BY RACHEL ROSE
POPE BENEDICT XVI has said that the best-selling Harry Potter series contains “subtle seductions” that could be harmful to Catholic children.
The Pope is said to have made the unofficial comments in letters sent to a German writer in March 2003. He told Gabriele Kuby, author of a critical analysis of the books, that he agreed with her view that the stories about the boy wizard evoke an interest in the occult and blur the boundary between good and evil.
After Ms Kuby sent the thenCardinal Joseph Ratzinger a copy of her book, Harry Potter: Good or Evil?, the
prefect of the Congregation for the Doctrine of the Faith replied: “It is good, that you enlighten people about Harry Potter, because those are subtle seductions, which act unnoticed and by this deeply distort Christianity in the soul, before it can properly grow.” In a second letter he told her that he was happy for his views to be made known.

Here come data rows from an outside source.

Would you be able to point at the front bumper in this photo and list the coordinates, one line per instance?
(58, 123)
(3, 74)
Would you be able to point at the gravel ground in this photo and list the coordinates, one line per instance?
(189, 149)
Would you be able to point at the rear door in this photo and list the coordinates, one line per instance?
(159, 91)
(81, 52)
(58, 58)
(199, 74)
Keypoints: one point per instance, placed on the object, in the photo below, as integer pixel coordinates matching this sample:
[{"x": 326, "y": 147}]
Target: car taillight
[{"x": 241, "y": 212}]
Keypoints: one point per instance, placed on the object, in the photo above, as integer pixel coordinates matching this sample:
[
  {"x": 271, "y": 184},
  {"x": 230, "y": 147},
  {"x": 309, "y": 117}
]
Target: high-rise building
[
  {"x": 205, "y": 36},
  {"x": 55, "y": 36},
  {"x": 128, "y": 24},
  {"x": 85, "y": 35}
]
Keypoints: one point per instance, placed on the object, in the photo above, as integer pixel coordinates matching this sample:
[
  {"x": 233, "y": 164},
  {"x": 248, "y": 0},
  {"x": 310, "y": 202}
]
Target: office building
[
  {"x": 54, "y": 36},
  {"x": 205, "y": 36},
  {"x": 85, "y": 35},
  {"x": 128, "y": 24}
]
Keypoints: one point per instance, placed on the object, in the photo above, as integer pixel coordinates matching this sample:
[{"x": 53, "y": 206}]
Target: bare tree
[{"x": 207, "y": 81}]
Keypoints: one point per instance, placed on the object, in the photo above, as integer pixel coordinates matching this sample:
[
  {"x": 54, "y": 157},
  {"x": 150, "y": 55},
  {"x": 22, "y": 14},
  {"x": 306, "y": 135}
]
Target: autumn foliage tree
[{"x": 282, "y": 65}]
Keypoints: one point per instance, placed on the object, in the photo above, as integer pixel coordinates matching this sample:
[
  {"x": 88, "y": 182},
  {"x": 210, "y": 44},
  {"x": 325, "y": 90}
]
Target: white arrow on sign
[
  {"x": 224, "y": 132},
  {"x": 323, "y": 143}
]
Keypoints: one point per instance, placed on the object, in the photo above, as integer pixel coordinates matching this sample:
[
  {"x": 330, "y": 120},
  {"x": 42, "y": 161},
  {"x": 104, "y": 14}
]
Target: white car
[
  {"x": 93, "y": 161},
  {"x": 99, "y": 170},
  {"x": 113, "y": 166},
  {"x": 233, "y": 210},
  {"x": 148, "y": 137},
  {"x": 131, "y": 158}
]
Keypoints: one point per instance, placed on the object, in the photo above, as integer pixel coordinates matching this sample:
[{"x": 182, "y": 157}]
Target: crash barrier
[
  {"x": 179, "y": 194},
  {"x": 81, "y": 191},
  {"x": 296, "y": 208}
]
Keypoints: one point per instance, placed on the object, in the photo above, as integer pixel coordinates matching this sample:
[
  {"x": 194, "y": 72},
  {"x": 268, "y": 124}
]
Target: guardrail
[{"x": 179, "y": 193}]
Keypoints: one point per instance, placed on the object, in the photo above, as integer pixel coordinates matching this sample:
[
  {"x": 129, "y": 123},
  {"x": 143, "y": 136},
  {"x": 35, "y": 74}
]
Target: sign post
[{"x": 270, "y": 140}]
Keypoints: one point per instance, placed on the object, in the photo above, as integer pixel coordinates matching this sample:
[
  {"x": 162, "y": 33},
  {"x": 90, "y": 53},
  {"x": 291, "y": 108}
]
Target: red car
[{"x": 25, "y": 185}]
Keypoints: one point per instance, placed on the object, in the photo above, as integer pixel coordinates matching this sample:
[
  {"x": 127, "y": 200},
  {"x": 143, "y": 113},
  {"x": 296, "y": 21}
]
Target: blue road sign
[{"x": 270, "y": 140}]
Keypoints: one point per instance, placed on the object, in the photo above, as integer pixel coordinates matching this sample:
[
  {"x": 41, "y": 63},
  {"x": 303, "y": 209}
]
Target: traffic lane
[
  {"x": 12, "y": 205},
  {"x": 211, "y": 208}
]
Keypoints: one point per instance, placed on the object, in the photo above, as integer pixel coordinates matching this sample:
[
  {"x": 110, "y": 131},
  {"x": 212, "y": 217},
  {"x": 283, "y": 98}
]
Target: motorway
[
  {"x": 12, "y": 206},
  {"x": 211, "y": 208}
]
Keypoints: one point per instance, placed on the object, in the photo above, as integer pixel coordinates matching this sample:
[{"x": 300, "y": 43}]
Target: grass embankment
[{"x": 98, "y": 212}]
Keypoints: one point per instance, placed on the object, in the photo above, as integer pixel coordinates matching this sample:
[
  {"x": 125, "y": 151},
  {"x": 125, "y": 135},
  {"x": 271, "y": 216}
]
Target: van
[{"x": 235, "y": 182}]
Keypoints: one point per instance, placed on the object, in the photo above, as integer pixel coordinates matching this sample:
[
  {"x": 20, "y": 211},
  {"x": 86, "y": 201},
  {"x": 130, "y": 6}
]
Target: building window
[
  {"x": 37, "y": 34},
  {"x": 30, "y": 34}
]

The letters came to worldwide media attention on the eve of the publication of the latest Potter book, prompting critics to suggest that the reports were an attempt to generate publicity for J K Rowling’s eagerly-awaited sixth novel, Harry Potter and the HalfBlood Prince. In his correspondence with Ms Kuby, Cardinal Ratzinger suggested that she send a copy of her book to Mgr Peter Fleetwood, then an official at the Pontifical Council for Culture.
Mgr Fleetwood replied, explaining that he thought she had misunderstood or overanalysed the books, and that they must be judged on their appeal to youngsters as children’s literature, not on the basis of theology.
When asked about Harry Potter during the presentation of the New Age document entitled Jesus Christ, Bearer of the Water of Life in 2003, Mgr Fleetwood said: “Harry’s enemies resort to all sorts of evil things, and they are the
ones who lose in the end. I don’t see what’s wrong with that, and I can’t see that does any harm to children.” Stratford Caldecott, director of the G K Chesterton Institute for Faith and Culture, said that “the quoting of an unguarded comment by Cardinal Ratzinger endorsing a book about Harry Potter is not the same as a comment by the Pope about Harry Potter.
“Even if he had read the books and thought they were spiritually dangerous, this would not constitute an infallible judgment or even an official condemnation of the books by the Church, so Catholics remain free to have their opinions on this matter.”